Ancient Roman Headstone Discovered in NOLA Backyard Deposited by US Soldier's Heir

This ancient Roman tombstone newly found in a lawn in New Orleans seems to have been received and abandoned there by the heir of a American serviceman who was deployed in Italy in the global conflict.

Via declarations that practically resolved an international historical mystery, the heir informed area journalists that her grandfather, Charles Paddock Jr, stored the ancient artifact in a showcase at his dwelling in New Orleans’ Gentilly district until he died in 1986.

The granddaughter recounted she was not sure exactly how her grandfather came to possess an object documented as absent from an Rome-area institution near Rome that misplaced a large part of its holdings during World War II attacks.
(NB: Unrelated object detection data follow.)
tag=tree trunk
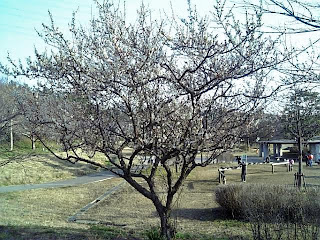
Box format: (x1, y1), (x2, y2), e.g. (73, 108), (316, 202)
(10, 119), (13, 151)
(31, 134), (36, 150)
(157, 207), (174, 240)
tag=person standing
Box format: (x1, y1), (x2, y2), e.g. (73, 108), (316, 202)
(307, 152), (313, 167)
(241, 161), (247, 182)
(236, 156), (241, 165)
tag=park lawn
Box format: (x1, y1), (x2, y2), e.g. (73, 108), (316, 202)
(0, 164), (320, 239)
(0, 153), (97, 186)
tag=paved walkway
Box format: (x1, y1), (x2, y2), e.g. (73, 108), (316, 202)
(0, 171), (116, 193)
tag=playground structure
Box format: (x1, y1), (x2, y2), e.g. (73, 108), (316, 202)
(258, 139), (320, 161)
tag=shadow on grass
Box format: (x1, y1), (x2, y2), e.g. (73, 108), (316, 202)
(172, 207), (232, 222)
(0, 225), (140, 240)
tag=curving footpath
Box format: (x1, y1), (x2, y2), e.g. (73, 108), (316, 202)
(0, 171), (117, 193)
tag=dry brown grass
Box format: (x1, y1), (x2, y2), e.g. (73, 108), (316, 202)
(0, 164), (320, 239)
(0, 178), (121, 228)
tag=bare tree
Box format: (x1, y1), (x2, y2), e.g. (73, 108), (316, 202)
(246, 0), (320, 33)
(1, 1), (286, 239)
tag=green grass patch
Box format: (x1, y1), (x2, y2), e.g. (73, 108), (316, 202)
(0, 160), (320, 240)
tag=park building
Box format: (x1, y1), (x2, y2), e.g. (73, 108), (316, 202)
(258, 136), (320, 162)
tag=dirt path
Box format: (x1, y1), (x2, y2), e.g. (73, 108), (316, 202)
(0, 171), (116, 193)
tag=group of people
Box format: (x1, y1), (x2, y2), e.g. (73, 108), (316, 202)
(306, 152), (313, 167)
(236, 156), (247, 182)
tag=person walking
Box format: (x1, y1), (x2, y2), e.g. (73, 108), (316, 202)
(307, 152), (313, 167)
(241, 161), (247, 182)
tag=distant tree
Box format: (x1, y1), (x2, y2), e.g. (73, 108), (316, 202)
(246, 0), (320, 33)
(281, 87), (320, 188)
(1, 1), (286, 239)
(282, 88), (320, 140)
(0, 78), (20, 150)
But Paddock served in Italy with the American military during the war, tied the knot with Adele there, and came home to New Orleans to pursue a career as a musical voice teacher, the descendant explained.

It happened regularly for soldiers who served in Europe in World War II to return with mementos.

“I just thought it was a piece of art,” the granddaughter remarked. “I had no idea it was a 2,000-year-old … relic.”

Regardless, what she first believed was a plain marble tablet turned out to be passed down to her after her grandfather’s passing, and she put it as a yard ornament in the back yard of a home she bought in the city’s Carrollton neighborhood in 2003. She neglected to remove the artifact with her when she sold the property in 2018 to a pair who uncovered the stone in March while clearing away brush.

The husband and wife – scholar Daniella Santoro of the university and her husband, the co-owner – realized the object had an writing in the Latin language. They contacted scholars who established the item was a tombstone dedicated to a around ancient Roman sailor and military member named the historical figure.

Moreover, the group found out, the headstone matched the description of one documented as absent from the local institution of Civitavecchia, Italy, near where it had first discovered, as one of the consulting academics – University of New Orleans specialist D Ryan Gray – stated in a column shared online Monday.

Santoro and Lorenz have since surrendered the relic to the federal investigators, and efforts to send back the item to the Italian museum are under way so that museum can exhibit correctly it.

She, now located in the New Orleans community of Metairie, said she recalled her ancestor’s curious relic again after the archaeologist’s article had received coverage from the global press. She said she got in touch with local media after a conversation from her former spouse, who informed her that he had seen a article about the object that her ancestor had once had – and that it truly was to be a item from one of the planet’s ancient cultures.

“We were in shock about it,” the granddaughter expressed. “It’s just unbelievable how this came about.”

Dr. Gray, for his part, said it was a satisfaction to learn how Congenius Verus’s tombstone ended up near a house more than 5,400 miles away from its original location.

“I was really thinking we’d have our list of possible people through whom it could have ended up here,” Gray said. “I didn’t anticipate discovering the exact heir – making it exhilarating to uncover the truth.”
Robert Spencer
Robert Spencer

A seasoned entrepreneur and startup advisor with over a decade of experience in the UK business scene.